Als ze ’s avonds op het lage balkon zitten, komt over de weg langs de Saas een man aanlopen.
‘Dat is Edgar, volgens mij’, zegt vader.
Als hij dichterbij komt, steekt hij zijn hand omhoog. ‘Abend … Alles gut?’
‘Ganz gut’, zegt vader en hij staat op. Edgar loopt over het gazon naar het balkon dat niet zo hoog boven het gazon hangt.
Vader leunt over de rand en knoopt een praatje aan.
De anderen luisteren. Moeder heeft moeite met het Duits en de jongelui hebben wel Duits op school, maar ze zijn er nog niet zo heel bedreven in. Af en toe moeten ze lachen om het steenkolenduits van vader.
Edgar ziet hen gniffelen en heeft wel door waarom. Zijn ogen lachen ondeugend. ‘Deine Vater spricht sehr gut Deutsch.’
Nu is het de beurt van vader om te grijnzen. ‘Nu horen jullie het van iemand die het kan weten.’

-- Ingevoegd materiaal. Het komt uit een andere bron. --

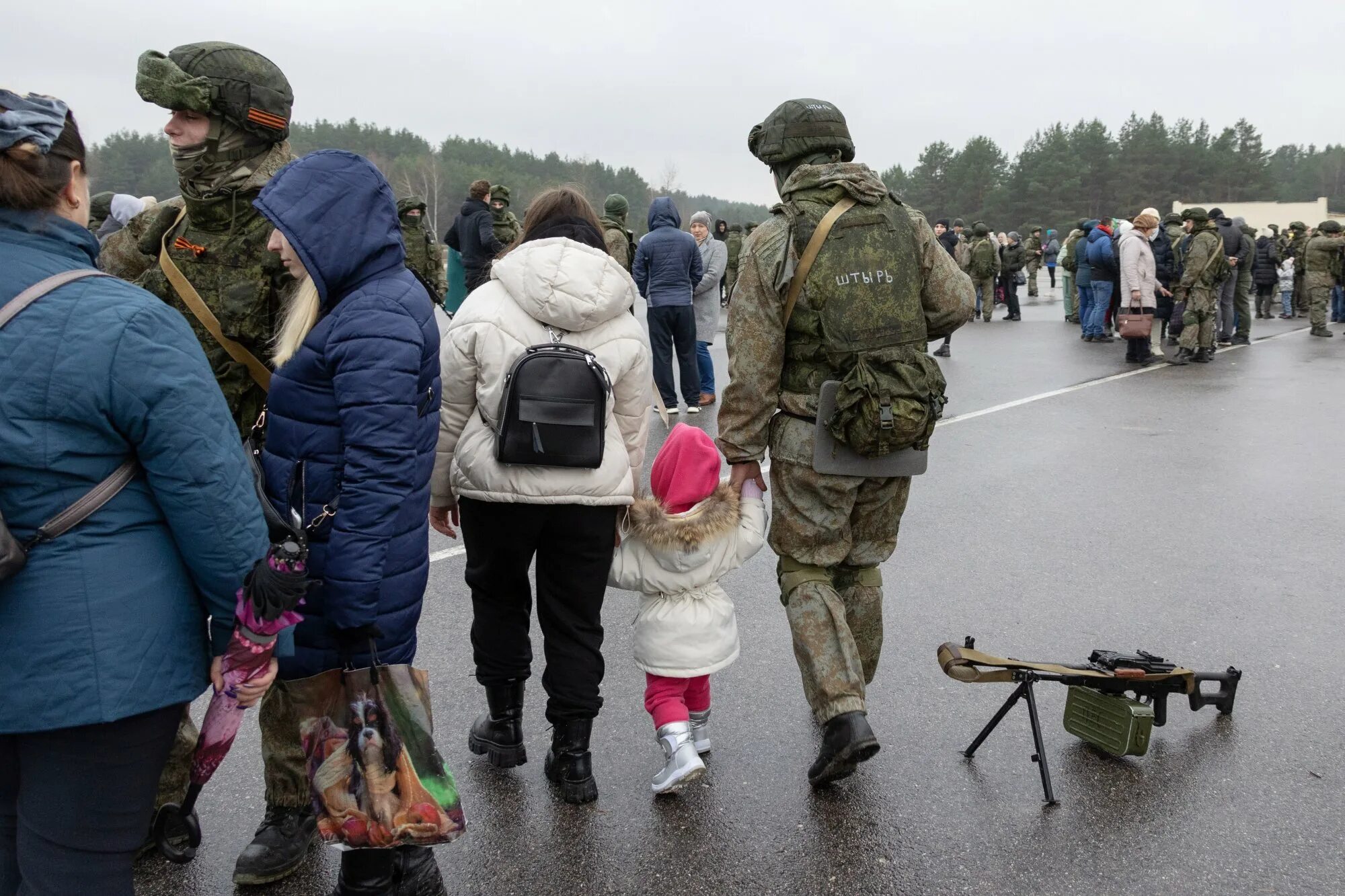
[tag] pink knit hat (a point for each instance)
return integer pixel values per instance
(687, 470)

Als Edgar weer weg is, vertelt vader dat het gezin waar Edgar toe behoort nog meer huizen en appartementen heeft in het dorp. ‘Ze hebben zelfs nog een huis hier een eind omhoog op de helling van deze berg achter ons, maar dat verhuren ze niet. Dat gebruiken ze alleen als ze daar in de zomer gaan hooien. Het schijnt een bijzonder oud huis te zijn.’
‘Hoe kom je daar dan?’ vraagt moeder.
‘Edgar vertelde me dat er net voorbij de tweede haarspeldbocht van de weg naar Saas-Fee een weggetje naar rechts gaat. Als je dat volgt tot zo ongeveer hier recht boven, dan kom je er vanzelf.’